Ah, then that sounds like you’re not using an incus-managed bridge, but you’re bridging containers directly onto the upstream network. In that case, automatic address allocation will come from whatever the upstream network provides; incus cannot interfere with that.
incus will only assign addresses via DHCP if it is managing its own network, where incus itself is acting as the gateway.
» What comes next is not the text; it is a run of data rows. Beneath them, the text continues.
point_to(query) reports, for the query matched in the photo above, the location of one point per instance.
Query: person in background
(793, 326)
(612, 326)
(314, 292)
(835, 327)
Here’s one that works for me.
config:
dns.domain: nmm.internal
ipv4.address: 192.0.2.254/24
ipv4.dhcp.ranges: 192.0.2.200-192.0.2.250
ipv4.nat: "true"
ipv6.address: fdfd::254/64
ipv6.dhcp.ranges: fdfd::1000-fdfd::1fff
ipv6.dhcp.stateful: "true"
ipv6.nat: "true"
description: ""
name: bridge0
type: bridge
managed: true
status: Created
locations:
- none
project: default
incus starts a dnsmasq process to provide the DHCP service on this network:
$ ps auxwww | grep bridge0
incus 3643 0.0 0.0 13196 4644 ? Ss Apr29 0:00 dnsmasq --keep-in-foreground --strict-order --bind-interfaces --except-interface=lo --pid-file= --no-ping --interface=bridge0 --dhcp-rapid-commit --no-negcache --quiet-dhcp --quiet-dhcp6 --quiet-ra --listen-address=192.0.2.254 --dhcp-no-override --dhcp-authoritative --dhcp-leasefile=/var/lib/incus/networks/bridge0/dnsmasq.leases --dhcp-hostsfile=/var/lib/incus/networks/bridge0/dnsmasq.hosts --dhcp-range 192.0.2.200,192.0.2.250,1h --listen-address=fdfd::254 --enable-ra --dhcp-range fdfd::1000,fdfd::1fff,64,1h -s nmm.internal --interface-name _gateway.nmm.internal,bridge0 -S /nmm.internal/ --conf-file=/var/lib/incus/networks/bridge0/dnsmasq.raw -u incus -g incus
and it puts the assigned IP for each host in /var/lib/incus/networks/bridge0/dnsmasq.hosts/<proejct>_<container>.<interface>
, e.g.
$ incus config show --project nsrc-builder nfsen
...
devices:
eth0:
ipv4.address: 192.0.2.3
ipv6.address: fdfd::3
name: eth0
network: bridge0
type: nic
...
$ cat /var/lib/incus/networks/bridge0/dnsmasq.hosts/nsrc-builder_nfsen.eth0
00:16:3e:32:81:15,192.0.2.3,[fdfd::3],nfsen
If you can’t run this way, then you’re better off assigning statics to each container as you do today. This can be scripted using cloud-init when you create the container (assuming your OS supports cloud-init; I don’t know if Void Linux does). Example in this thread.